Indices are used to store the documents in dedicated data structures corresponding to the data type of fields. For example, text fields are stored inside an inverted index whereas numeric and geo fields are stored inside BKD trees.
Examples
Create index
The following example is based on Elasticsearch version 5.x onwards. An index with two shards, each having one replica will be created with the name test_index1
PUT /test_index1?pretty { "settings" : { "number_of_shards" : 2, "number_of_replicas" : 1 }, "mappings" : { "properties" : { "tags" : { "type" : "keyword" }, "updated_at" : { "type" : "date" } } } }
List indices
All the index names and their basic information can be retrieved using the following command:
GET _cat/indices?v
Index a document
Let’s add a document in the index with the command below:
PUT test_index1/_doc/1 { "tags": [ "opster", "elasticsearch" ], "date": "01-01-2020" }
Query an index
GET test_index1/_search { "query": { "match_all": {} } }
Query multiple indices
It is possible to search multiple indices with a single request. If it is a raw HTTP request, index names should be sent in comma-separated format, as shown in the example below, and in the case of a query via a programming language client such as python or Java, index names are to be sent in a list format.

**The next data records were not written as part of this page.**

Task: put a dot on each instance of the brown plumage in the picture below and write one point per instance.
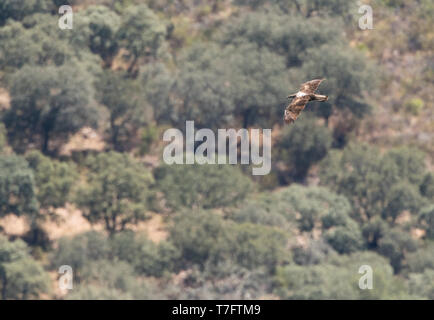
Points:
(301, 98)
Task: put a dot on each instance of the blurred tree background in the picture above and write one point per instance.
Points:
(82, 181)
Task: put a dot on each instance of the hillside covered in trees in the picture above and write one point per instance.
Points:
(83, 182)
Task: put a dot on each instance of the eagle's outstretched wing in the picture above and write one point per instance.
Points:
(294, 109)
(310, 86)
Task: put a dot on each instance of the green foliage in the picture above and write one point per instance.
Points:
(373, 231)
(307, 8)
(426, 220)
(96, 28)
(79, 250)
(265, 209)
(394, 245)
(38, 41)
(349, 74)
(148, 137)
(317, 252)
(345, 239)
(46, 103)
(402, 197)
(289, 37)
(421, 260)
(224, 280)
(421, 285)
(17, 187)
(21, 277)
(117, 191)
(252, 246)
(315, 206)
(339, 279)
(53, 179)
(216, 84)
(197, 235)
(302, 145)
(145, 256)
(359, 173)
(18, 9)
(142, 33)
(111, 280)
(427, 186)
(126, 112)
(202, 186)
(410, 163)
(203, 236)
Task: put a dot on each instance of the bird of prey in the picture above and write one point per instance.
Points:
(302, 97)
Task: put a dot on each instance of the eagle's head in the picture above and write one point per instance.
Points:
(287, 117)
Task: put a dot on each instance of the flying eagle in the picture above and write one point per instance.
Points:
(302, 97)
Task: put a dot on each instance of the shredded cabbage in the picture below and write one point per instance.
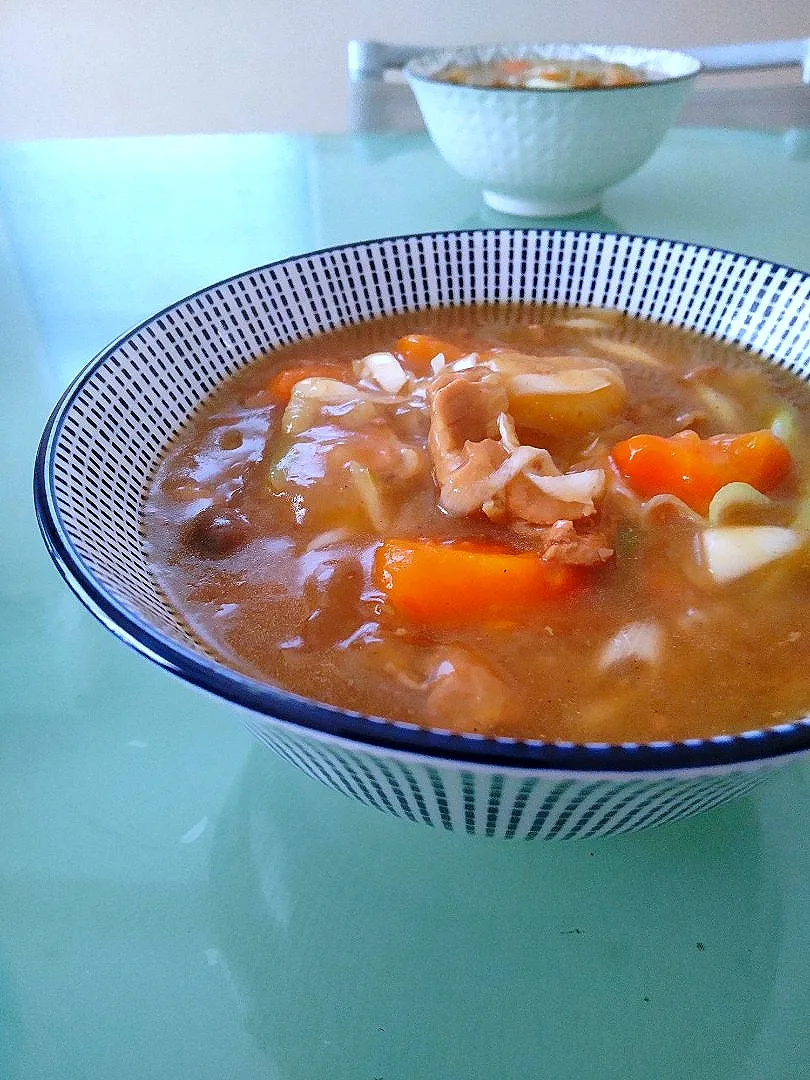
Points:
(784, 426)
(733, 551)
(734, 495)
(637, 640)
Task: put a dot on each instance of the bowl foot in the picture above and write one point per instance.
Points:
(540, 207)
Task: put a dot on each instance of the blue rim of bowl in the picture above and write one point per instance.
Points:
(562, 91)
(274, 703)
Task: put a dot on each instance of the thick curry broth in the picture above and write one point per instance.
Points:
(266, 544)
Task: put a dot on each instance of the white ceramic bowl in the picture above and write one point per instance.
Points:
(106, 436)
(550, 152)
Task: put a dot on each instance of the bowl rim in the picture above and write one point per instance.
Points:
(269, 702)
(505, 50)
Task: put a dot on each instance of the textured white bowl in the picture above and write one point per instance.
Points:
(550, 152)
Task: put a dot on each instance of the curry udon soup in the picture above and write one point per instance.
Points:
(544, 523)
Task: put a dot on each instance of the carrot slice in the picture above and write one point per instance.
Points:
(418, 350)
(694, 469)
(280, 387)
(435, 582)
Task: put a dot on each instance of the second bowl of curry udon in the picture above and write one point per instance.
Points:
(532, 497)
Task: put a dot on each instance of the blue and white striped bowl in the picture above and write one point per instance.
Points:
(107, 434)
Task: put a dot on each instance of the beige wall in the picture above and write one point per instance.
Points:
(99, 67)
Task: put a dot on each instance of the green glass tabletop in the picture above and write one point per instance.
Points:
(176, 901)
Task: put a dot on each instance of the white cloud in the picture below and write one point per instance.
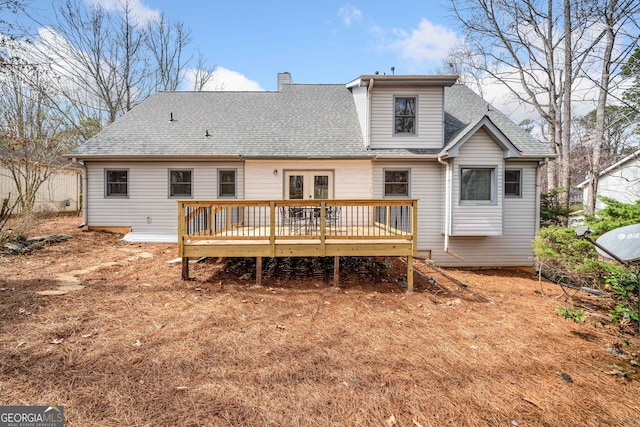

GET test_index1,test_index2/_search
Delete indices
DELETE test_index1
Common problems
- It is good practice to define the settings and mapping of an Index wherever possible because if this is not done, Elasticsearch tries to automatically guess the data type of fields at the time of indexing. This automatic process may have disadvantages, such as mapping conflicts, duplicate data and incorrect data types being set in the index. If the fields are not known in advance, it’s better to use dynamic index templates.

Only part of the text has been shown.